Cucumber and Black Bean Salad

Prep time: 15 minutes

Cook time: 0 minutes

Total time: 15 minutes

What You Will Need

  • 30oz black beans (2 cans- rinsed and strained)
  • 2 medium seedless cucumbers, diced
  • 2 ears sweet yellow corn, boiled and corn cut off the cob
  • 2 ripe avocadoes, cubed
  • 4 ounces crumbled feta (1 cup)
  • 1/3 cup chopped dill, plus more for serving
  • 1 scallion, minced
  • 1 garlic clove, minced
  • 1/4 cup extra-virgin olive oil
  • 3 tablespoons fresh lime juice
  • Kosher salt and freshly ground pepper
The ingredients needed to make cucumber and black bean salad.

What You Will Do

  1. Open canned black beans and place in a strainer and rinse off.
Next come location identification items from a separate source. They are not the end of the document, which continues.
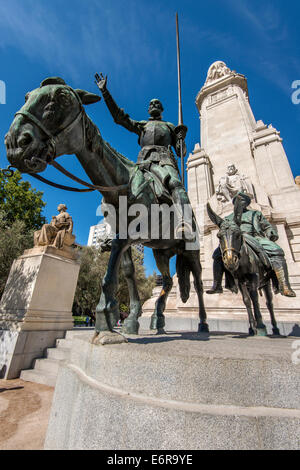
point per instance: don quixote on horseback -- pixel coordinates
(52, 123)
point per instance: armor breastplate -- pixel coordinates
(156, 133)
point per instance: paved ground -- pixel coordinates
(24, 414)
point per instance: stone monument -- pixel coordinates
(36, 306)
(238, 153)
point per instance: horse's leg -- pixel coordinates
(247, 302)
(107, 311)
(261, 328)
(131, 324)
(194, 261)
(162, 258)
(269, 302)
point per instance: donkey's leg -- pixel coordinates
(131, 324)
(193, 259)
(247, 302)
(261, 328)
(269, 302)
(107, 311)
(162, 258)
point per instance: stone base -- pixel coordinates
(177, 392)
(36, 306)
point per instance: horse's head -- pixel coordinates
(51, 123)
(230, 236)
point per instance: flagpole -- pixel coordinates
(180, 118)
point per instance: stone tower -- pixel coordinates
(230, 135)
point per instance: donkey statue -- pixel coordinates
(246, 267)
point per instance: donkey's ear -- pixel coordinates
(213, 216)
(238, 211)
(87, 98)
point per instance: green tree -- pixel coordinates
(20, 214)
(14, 239)
(19, 201)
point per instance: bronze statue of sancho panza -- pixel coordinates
(156, 138)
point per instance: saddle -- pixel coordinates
(152, 182)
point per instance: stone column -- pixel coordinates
(36, 306)
(200, 177)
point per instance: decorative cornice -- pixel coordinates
(220, 76)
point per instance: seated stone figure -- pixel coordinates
(231, 184)
(261, 236)
(58, 233)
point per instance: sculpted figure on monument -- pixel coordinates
(231, 184)
(260, 236)
(156, 138)
(58, 233)
(217, 70)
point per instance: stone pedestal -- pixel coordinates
(36, 307)
(177, 392)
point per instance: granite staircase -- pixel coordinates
(45, 369)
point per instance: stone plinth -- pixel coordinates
(36, 307)
(177, 391)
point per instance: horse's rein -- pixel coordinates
(52, 142)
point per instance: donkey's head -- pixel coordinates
(51, 123)
(230, 235)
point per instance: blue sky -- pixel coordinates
(134, 43)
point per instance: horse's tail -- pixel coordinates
(183, 273)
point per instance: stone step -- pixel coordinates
(65, 343)
(38, 376)
(60, 353)
(70, 334)
(47, 365)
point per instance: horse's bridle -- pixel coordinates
(51, 159)
(230, 249)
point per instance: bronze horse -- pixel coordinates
(246, 268)
(52, 123)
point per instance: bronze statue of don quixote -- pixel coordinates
(53, 122)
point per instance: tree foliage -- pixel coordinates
(14, 239)
(92, 271)
(20, 214)
(19, 201)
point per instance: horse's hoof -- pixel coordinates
(157, 323)
(108, 337)
(159, 331)
(131, 327)
(203, 328)
(94, 338)
(262, 331)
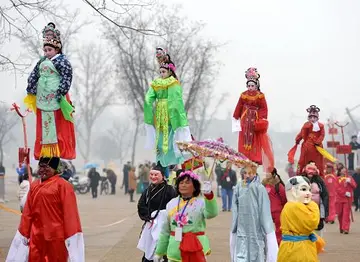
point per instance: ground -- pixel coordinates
(111, 229)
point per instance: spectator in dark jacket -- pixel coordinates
(227, 181)
(111, 176)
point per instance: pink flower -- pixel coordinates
(181, 221)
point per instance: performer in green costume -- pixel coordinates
(168, 122)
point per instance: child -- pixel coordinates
(48, 86)
(299, 218)
(319, 193)
(252, 226)
(344, 200)
(276, 190)
(169, 124)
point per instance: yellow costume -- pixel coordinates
(300, 244)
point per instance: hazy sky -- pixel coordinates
(307, 52)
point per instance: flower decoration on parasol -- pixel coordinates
(216, 149)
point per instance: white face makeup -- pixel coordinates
(251, 86)
(298, 190)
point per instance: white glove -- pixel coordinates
(206, 187)
(25, 241)
(271, 247)
(158, 258)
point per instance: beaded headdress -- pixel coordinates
(51, 36)
(252, 75)
(190, 174)
(313, 111)
(162, 55)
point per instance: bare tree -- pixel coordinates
(7, 121)
(115, 12)
(94, 93)
(193, 55)
(16, 16)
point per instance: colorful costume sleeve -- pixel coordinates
(150, 98)
(33, 78)
(211, 208)
(64, 68)
(148, 106)
(74, 239)
(176, 107)
(263, 111)
(178, 117)
(322, 135)
(238, 109)
(163, 242)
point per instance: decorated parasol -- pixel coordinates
(217, 150)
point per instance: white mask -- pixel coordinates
(298, 189)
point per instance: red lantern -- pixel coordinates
(332, 144)
(333, 131)
(24, 156)
(343, 149)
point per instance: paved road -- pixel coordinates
(111, 229)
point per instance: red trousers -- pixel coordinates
(276, 219)
(343, 211)
(47, 251)
(332, 209)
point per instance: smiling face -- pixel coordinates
(49, 51)
(298, 189)
(156, 177)
(249, 174)
(164, 73)
(251, 86)
(186, 187)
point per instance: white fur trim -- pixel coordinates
(18, 252)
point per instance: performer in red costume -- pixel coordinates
(331, 182)
(313, 133)
(50, 225)
(250, 116)
(345, 196)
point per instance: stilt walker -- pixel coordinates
(50, 228)
(250, 120)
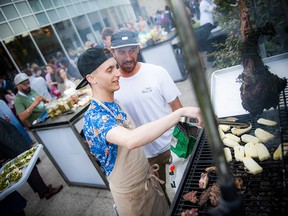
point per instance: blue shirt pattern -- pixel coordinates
(97, 122)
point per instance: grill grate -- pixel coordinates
(264, 193)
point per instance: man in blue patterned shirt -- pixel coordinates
(115, 142)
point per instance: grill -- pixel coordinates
(264, 193)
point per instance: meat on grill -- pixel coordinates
(191, 212)
(214, 194)
(204, 180)
(239, 183)
(260, 88)
(204, 197)
(191, 196)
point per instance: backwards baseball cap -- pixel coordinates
(89, 61)
(123, 38)
(20, 78)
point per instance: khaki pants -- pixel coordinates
(162, 159)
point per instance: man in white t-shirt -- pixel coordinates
(206, 12)
(147, 92)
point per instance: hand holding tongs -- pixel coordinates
(235, 123)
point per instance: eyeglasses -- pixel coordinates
(130, 51)
(26, 83)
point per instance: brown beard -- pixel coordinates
(27, 91)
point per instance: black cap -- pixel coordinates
(89, 61)
(123, 38)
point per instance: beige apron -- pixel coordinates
(135, 189)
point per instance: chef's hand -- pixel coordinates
(38, 100)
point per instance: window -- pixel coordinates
(2, 19)
(5, 31)
(47, 4)
(23, 8)
(18, 26)
(53, 15)
(30, 22)
(10, 12)
(42, 19)
(57, 3)
(35, 5)
(62, 13)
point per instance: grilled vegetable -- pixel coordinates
(224, 128)
(266, 122)
(262, 151)
(221, 133)
(239, 152)
(233, 137)
(263, 135)
(277, 155)
(240, 131)
(230, 143)
(250, 150)
(228, 155)
(252, 166)
(249, 138)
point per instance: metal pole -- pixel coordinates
(230, 202)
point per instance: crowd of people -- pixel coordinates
(152, 104)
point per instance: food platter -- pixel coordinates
(15, 172)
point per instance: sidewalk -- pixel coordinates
(86, 201)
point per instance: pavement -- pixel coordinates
(87, 201)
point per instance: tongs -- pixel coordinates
(234, 123)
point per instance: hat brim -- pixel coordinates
(124, 45)
(82, 84)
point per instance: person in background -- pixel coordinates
(206, 12)
(28, 103)
(51, 80)
(71, 70)
(5, 83)
(39, 72)
(90, 44)
(106, 36)
(38, 84)
(114, 141)
(73, 55)
(168, 14)
(8, 97)
(7, 114)
(64, 82)
(147, 93)
(12, 143)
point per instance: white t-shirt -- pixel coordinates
(206, 12)
(145, 96)
(39, 85)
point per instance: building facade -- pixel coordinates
(33, 31)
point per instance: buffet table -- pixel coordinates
(225, 91)
(68, 150)
(168, 54)
(25, 170)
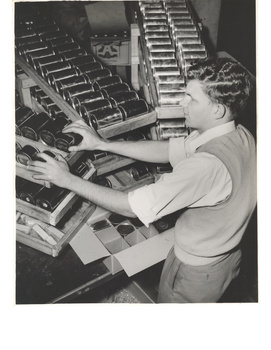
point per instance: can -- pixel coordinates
(66, 47)
(170, 87)
(26, 153)
(125, 229)
(106, 117)
(171, 62)
(87, 97)
(60, 41)
(26, 48)
(89, 67)
(39, 62)
(50, 198)
(124, 98)
(81, 60)
(105, 82)
(171, 98)
(161, 55)
(74, 53)
(63, 74)
(87, 109)
(139, 171)
(30, 56)
(48, 133)
(29, 192)
(158, 41)
(164, 71)
(63, 84)
(76, 90)
(170, 79)
(54, 67)
(58, 34)
(19, 183)
(134, 108)
(34, 125)
(93, 76)
(115, 90)
(64, 141)
(161, 48)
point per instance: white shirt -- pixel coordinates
(197, 179)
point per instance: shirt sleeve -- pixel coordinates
(190, 182)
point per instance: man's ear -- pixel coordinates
(221, 111)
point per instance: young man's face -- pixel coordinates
(198, 108)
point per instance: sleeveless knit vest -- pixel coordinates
(215, 230)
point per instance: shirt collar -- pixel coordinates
(199, 139)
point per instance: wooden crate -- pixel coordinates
(54, 217)
(70, 227)
(21, 169)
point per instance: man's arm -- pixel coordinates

Lay onto a paper towel and pat to dry.
  2. Bring a pot of salted water (1/2 teaspoon) to a boil and add corn. Boil for 3-5 minutes just to allow the corn to soften. Strain corn and run under cold water to cool. Take a pairing knife and remove the corn kernels from the stalk and place aside in a bowl.
  3. Using a large serving platter or large bowl lay down the bed of black beans, then add cucumber, corn, avocado and feta.
  4. In a medium mixing bowl, whisk together the olive oil, scallions, lime juice and garlic until blended. Season with salt and pepper.
  5. Pour dressing over salad and lightly toss.
  6. Serve immediately with more fresh dill and salt and pepper to taste.

Recipe Tips:

  • Some other ingredients I have used for this recipe depending on what I have on had was 1 to 2 cups arugula, ½ cup halved compare tomatoes, and white cannellini beans.
  • Skip the feta to make this salad completely vegan. While the feta adds a nice salty bite, the salad does perfectly well without it.
  • If you would like the dressing to be slightly sweeter, which I do sometimes to balance out the zest of the scallions. You may use ½ teaspoon agave or regular white sugar. DO NOT use honey- it overly sweetens the dressing.

Now all you have to do as my daughter would say is Eat, Eat.